Prompt	Arguments	What it does
`summarize-paper`	`slug` (required)	Calls `node_context` + `wiki_page` + optional `raw_source`, then returns a structured summary: contribution, method sketch, headline results, limitations, related nodes
`find-related-work`	`topic` (required), `limit`	Chains `search_nodes` + `node_context` for the top-K related items with relevance justifications
`compare-approaches`	`a`, `b` (both required)	Pulls `node_context` for both + `search_facts` for performance claims; returns side-by-side comparison with synthesis
`gap-analysis`	`topic` (optional)	Surfaces unresolved open questions, missing benchmarks, under-evidenced claims
`triage-open-questions`	none	Lists every `OpenQuestion` node, groups by topic, proposes a priority order

Each prompt renders to a single user message that tells the model exactly which Tesserae tools to chain, so the model doesn't have to rediscover the surface every time.

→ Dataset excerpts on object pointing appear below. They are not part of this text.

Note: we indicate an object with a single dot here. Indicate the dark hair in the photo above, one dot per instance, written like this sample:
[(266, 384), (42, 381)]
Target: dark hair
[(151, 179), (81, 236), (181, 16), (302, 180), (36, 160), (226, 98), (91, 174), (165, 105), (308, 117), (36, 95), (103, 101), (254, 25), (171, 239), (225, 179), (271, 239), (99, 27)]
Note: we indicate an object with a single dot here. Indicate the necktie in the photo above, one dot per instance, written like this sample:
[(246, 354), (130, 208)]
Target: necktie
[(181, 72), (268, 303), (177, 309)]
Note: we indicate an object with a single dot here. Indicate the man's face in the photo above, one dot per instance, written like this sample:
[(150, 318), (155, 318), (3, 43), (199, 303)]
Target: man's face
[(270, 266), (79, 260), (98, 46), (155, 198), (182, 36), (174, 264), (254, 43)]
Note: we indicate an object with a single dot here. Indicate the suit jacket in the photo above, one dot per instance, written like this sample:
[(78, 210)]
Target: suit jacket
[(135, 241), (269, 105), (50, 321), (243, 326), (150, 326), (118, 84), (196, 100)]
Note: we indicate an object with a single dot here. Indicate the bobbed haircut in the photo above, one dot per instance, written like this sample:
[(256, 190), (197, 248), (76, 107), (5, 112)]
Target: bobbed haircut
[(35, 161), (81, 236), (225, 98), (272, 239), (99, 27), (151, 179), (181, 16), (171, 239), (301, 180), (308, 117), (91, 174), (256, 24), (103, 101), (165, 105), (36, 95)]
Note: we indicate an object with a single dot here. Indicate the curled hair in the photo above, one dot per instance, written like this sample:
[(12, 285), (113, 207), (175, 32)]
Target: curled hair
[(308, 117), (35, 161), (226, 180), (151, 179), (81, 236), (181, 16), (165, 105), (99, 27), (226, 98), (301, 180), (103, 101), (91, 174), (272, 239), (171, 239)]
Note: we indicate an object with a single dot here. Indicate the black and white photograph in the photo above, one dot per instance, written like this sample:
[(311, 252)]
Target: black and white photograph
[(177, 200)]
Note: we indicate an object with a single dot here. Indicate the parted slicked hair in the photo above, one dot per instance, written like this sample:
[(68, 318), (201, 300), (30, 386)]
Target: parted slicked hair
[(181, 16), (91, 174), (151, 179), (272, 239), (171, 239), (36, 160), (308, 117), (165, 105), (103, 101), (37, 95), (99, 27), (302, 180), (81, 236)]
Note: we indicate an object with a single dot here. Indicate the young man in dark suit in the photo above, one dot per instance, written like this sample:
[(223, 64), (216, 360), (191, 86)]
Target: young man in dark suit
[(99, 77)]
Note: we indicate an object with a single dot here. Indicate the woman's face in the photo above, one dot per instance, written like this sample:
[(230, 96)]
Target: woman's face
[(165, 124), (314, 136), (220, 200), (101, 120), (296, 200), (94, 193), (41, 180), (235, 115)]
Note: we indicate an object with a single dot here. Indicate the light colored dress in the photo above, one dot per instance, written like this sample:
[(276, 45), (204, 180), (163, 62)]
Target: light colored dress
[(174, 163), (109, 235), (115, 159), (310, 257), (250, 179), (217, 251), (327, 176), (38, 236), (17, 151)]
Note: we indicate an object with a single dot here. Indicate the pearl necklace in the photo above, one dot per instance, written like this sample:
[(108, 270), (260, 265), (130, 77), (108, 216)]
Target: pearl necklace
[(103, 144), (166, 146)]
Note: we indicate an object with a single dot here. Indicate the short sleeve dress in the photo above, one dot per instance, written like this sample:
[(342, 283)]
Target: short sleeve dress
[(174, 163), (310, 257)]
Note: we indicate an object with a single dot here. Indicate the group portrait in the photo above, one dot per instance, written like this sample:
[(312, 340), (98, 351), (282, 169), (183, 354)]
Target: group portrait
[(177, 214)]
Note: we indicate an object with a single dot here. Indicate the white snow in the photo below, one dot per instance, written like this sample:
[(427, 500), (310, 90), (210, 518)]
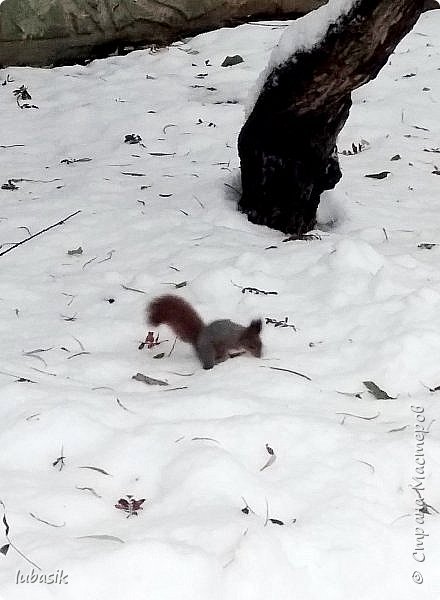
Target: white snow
[(301, 34), (365, 301)]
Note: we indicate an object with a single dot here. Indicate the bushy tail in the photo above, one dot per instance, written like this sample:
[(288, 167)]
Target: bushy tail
[(177, 314)]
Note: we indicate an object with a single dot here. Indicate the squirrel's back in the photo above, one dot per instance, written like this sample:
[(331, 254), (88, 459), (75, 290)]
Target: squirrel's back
[(177, 314)]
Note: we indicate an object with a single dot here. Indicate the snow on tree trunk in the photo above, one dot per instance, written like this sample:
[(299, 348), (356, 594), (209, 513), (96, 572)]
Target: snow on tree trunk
[(45, 32), (287, 145)]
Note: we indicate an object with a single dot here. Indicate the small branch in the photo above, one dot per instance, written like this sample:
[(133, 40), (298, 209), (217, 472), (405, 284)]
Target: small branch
[(39, 233), (289, 371)]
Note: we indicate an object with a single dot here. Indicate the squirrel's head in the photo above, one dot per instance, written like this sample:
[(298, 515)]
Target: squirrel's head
[(250, 338)]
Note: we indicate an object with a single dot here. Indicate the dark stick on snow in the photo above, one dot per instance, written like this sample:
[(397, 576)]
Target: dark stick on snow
[(39, 233), (290, 371)]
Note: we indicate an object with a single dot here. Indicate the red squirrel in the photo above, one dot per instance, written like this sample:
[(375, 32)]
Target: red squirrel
[(212, 342)]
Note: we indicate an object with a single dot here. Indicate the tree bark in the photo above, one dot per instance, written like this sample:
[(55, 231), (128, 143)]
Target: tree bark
[(54, 32), (287, 146)]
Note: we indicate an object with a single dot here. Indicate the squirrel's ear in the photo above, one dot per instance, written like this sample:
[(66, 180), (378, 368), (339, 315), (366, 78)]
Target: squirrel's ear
[(256, 326)]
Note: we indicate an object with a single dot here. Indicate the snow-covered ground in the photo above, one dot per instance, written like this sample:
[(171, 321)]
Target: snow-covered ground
[(364, 299)]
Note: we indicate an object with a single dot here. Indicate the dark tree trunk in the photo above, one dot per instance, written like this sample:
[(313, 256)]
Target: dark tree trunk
[(287, 146)]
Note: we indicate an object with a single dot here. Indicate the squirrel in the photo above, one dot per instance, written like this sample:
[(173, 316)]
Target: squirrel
[(212, 342)]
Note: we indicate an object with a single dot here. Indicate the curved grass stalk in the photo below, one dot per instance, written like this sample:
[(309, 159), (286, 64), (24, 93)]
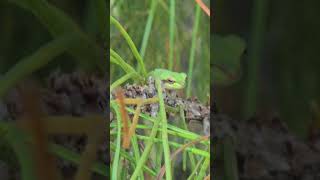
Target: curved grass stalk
[(146, 151), (148, 27), (176, 145), (171, 32), (164, 124), (131, 159), (131, 44), (204, 168), (121, 81)]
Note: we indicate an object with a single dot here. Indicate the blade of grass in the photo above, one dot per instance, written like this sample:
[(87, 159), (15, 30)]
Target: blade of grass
[(192, 50), (164, 124), (171, 32), (148, 27), (58, 23), (116, 159), (130, 43), (40, 58)]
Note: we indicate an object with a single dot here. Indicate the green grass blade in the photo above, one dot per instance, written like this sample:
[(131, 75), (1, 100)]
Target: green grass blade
[(192, 51), (40, 58), (130, 43), (148, 27), (58, 23), (171, 32)]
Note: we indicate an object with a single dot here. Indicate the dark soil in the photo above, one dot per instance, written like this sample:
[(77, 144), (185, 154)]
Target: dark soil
[(265, 150)]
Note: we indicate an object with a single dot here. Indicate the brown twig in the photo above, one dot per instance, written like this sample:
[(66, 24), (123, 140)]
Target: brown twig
[(203, 7)]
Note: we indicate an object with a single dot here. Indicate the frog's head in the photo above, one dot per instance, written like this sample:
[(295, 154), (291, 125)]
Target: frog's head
[(171, 80)]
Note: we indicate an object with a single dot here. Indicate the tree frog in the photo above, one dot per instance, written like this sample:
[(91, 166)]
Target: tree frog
[(170, 80)]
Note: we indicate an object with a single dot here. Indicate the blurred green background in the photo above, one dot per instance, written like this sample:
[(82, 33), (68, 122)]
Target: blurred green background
[(281, 63), (22, 33)]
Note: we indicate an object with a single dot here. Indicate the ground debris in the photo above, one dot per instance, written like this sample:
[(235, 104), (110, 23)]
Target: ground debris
[(267, 150), (196, 113)]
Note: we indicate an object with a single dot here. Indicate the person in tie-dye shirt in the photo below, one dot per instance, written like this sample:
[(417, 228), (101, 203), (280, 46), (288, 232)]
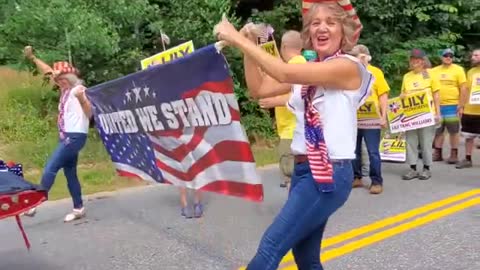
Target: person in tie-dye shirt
[(73, 123)]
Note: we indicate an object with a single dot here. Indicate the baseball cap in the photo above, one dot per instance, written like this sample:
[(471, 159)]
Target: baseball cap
[(360, 49), (417, 53), (447, 51)]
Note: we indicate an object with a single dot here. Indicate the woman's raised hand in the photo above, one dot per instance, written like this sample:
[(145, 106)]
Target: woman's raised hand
[(225, 31), (28, 52)]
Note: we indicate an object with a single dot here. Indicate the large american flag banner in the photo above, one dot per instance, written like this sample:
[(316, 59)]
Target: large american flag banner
[(178, 123)]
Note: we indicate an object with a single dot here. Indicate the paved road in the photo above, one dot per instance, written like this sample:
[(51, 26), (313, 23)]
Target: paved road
[(142, 229)]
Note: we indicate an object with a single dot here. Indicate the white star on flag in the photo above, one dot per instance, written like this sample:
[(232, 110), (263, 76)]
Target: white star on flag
[(136, 91)]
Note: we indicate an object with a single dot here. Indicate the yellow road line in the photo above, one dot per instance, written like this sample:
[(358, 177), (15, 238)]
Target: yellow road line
[(288, 258), (369, 240), (388, 221)]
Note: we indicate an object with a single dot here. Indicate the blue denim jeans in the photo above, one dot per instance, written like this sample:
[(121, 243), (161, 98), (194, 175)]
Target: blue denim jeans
[(65, 157), (372, 141), (302, 220)]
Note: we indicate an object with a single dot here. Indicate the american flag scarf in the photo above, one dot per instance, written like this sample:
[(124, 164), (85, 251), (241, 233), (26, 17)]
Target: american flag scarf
[(317, 153), (61, 114)]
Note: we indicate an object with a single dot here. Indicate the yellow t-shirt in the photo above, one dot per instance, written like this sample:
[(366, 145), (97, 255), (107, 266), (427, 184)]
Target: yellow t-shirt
[(473, 83), (451, 78), (380, 85), (423, 81), (286, 119)]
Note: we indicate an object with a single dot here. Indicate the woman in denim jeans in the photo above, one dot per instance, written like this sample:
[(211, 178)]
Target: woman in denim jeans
[(73, 123), (325, 97)]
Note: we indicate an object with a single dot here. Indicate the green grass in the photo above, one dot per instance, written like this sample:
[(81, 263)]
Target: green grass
[(28, 134)]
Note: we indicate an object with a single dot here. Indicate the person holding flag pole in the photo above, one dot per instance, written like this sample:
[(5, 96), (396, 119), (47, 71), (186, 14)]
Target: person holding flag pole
[(325, 98)]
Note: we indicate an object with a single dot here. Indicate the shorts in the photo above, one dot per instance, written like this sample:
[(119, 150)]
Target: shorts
[(471, 126), (450, 120), (285, 157)]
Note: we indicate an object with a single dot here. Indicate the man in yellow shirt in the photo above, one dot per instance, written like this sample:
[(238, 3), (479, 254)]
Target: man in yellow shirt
[(452, 81), (420, 79), (372, 135), (470, 113), (290, 50)]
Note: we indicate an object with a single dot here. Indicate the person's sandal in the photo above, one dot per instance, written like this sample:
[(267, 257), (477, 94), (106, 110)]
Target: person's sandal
[(198, 210), (75, 214)]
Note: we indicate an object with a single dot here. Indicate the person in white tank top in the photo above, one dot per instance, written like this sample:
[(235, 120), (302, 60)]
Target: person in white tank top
[(325, 104), (73, 123)]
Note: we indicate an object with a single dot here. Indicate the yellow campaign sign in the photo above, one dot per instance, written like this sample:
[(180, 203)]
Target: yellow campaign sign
[(475, 90), (393, 149), (414, 111), (169, 55), (368, 116), (271, 48)]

Multi-project: register several vaults under one server

A persistent registry at ~/.tesserae/registry.json lets the same MCP server resolve any registered project by name:

tesserae register-project /path/to/research --name research
tesserae register-project /path/to/notes    --name notes

After this, every tool that accepts project or graph_path will resolve project: "research" against the registry instead of needing a full path. The server even validates that the registered graph_path still exists and returns a clear error if a recompile is needed.

Fan-out across every registered vault

The ask tool accepts scope: "all-registered" to query every registered project in parallel and return aggregated results:

{
  "name": "ask",
  "arguments": {
    "question": "Where is splatting used?",
    "scope": "all-registered"
  }
}

Restrict to a subset with scope_aliases: ["research", "notes"].

Multi-account Claude CLI

If your ask tool routes through the Claude CLI and you have multiple accounts (e.g. ~/.claude and ~/.claude-personal2), pass claude_config_dir per call:

{
  "name": "ask",
  "arguments": {
    "question": "...",
    "claude_config_dir": "/Users/you/.claude-personal2"
  }
}

The server exports CLAUDE_CONFIG_DIR for the duration of that call only and restores the previous value afterwards. No leakage between calls.

Verification

After restarting your MCP client, confirm the connection:

Claude Code: /mcp should list tesserae with the tool count.
Cursor: the MCP icon in the chat bar should show tesserae: connected with tool/resource/prompt counts.
Codex / Hermes: invoke any tool by name (e.g. schema) and check the response.

If nothing appears, double-check that --graph points at an existing .tesserae/graph.json — the server now validates this on startup and on every tool call, so you'll see a clear error message instead of a silent 500.

Where this fits

The MCP server is the read interface to the typed graph. For the write path (ingesting sources, recompiling, refreshing companion tools like RAG-Anything or Understand-Anything) use the CLI directly. The two are decoupled: the CLI updates .tesserae/, the MCP server reads whatever's there on the next tool call.